If you like Future Sound of London's release of Lifeforms and Adventures Beyond the Ultraworld, dig your ears in this!! The Frank De Wulf mix of Blue Room kicks butt!!
Drone ship in orbit...
I got this album when it was released back in 1992, it is the limited 2 disc set, the first being the complete U.F.Orb album, the second disc being the complete "Blue Room" (running at 39:58 minutes, and also made it to #8 on the UK charts back then) with two edits and a fourth track titled "Assassin." Compared to some other ambient music in my collection from back then, these two albums have aged extremely well. I think the key to this is the number of different sounds and samples - it never relies on synth pads to make its point. All of the music on both discs have enough burbles, wild cat noises, NASA conversations, throat clearings, melodies show snippets (one funny one; a portion of the background intro music from the Nintendo SNES game "Darius Twin" appears as the main melodic line in "The Blue Room (Remix)" on the bonus disc - fits in amazingly well, has a great sinister sound to it) and interesting sounds to make it a happy listen.

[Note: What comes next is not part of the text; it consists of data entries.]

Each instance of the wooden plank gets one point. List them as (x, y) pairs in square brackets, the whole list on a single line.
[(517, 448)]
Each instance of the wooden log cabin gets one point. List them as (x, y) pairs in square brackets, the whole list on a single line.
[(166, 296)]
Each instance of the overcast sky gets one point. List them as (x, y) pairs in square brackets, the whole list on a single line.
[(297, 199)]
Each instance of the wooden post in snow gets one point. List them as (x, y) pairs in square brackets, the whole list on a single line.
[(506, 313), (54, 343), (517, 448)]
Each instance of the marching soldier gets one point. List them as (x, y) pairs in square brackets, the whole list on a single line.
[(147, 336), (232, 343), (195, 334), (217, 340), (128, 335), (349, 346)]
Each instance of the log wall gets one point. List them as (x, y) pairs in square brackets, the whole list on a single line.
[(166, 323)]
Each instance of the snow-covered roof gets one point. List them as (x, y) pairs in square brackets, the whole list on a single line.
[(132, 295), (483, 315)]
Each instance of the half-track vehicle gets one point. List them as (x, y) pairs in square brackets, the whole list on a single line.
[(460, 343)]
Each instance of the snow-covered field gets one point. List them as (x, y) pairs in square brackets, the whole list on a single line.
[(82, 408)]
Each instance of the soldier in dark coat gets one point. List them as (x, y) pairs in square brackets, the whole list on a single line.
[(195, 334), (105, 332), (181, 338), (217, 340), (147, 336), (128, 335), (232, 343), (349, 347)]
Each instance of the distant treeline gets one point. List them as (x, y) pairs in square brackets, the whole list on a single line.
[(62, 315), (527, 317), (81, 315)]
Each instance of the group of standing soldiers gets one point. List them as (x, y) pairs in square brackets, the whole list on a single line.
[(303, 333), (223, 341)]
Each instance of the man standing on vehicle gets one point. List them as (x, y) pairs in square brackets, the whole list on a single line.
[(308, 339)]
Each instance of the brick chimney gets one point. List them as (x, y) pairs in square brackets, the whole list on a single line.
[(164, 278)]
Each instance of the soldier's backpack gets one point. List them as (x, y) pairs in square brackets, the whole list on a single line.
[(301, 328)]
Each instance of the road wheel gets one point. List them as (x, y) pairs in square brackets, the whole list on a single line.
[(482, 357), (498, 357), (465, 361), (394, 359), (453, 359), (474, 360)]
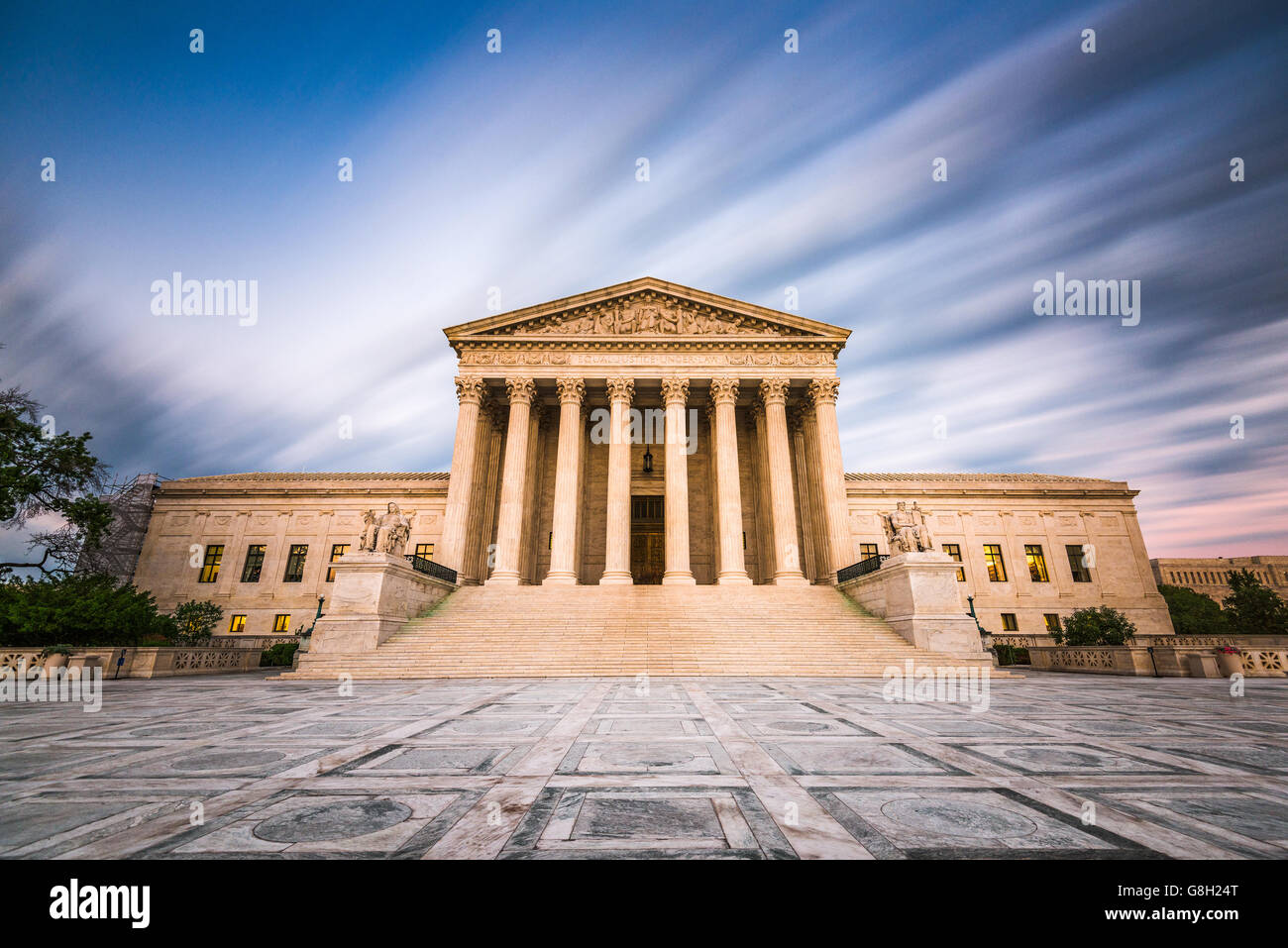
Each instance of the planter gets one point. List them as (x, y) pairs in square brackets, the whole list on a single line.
[(1229, 662)]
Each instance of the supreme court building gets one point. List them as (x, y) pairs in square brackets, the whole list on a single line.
[(651, 434)]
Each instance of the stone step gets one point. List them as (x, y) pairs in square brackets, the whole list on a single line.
[(489, 631)]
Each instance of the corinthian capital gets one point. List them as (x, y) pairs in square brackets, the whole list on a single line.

The 40 minute version of "Blue Room" and "Towers of Dub" are my favorites, Towers features some nice harmonica work and a great sample from Woody Allen's "Sleeper." One of the most played albums from my collection. Thank you very much Alex Paterson. Highly recommended - buy the album, take it for a spin and go meet Haile Selassie at Babylon & Ting.
The sound of an epoch
This is a condensed version of the original triple vinyl release of 'U.F.Orb', which came 'hermetically sealed' in blue-grey PVC and had to be cut open with knife or scissors - a typically elaborate Paterson/Cauty marketing gimmick that also seemed to say something about how they viewed The Orb as a cultural project. It was as if 'U.F.Orb' was a time capsule, a distillation of the sprawling experiments on 'Adventures Beyond the Ultraworld', a sealed container flung into space to show the rest of the universe what it was like on Earth (or at least in Britain) in 1992.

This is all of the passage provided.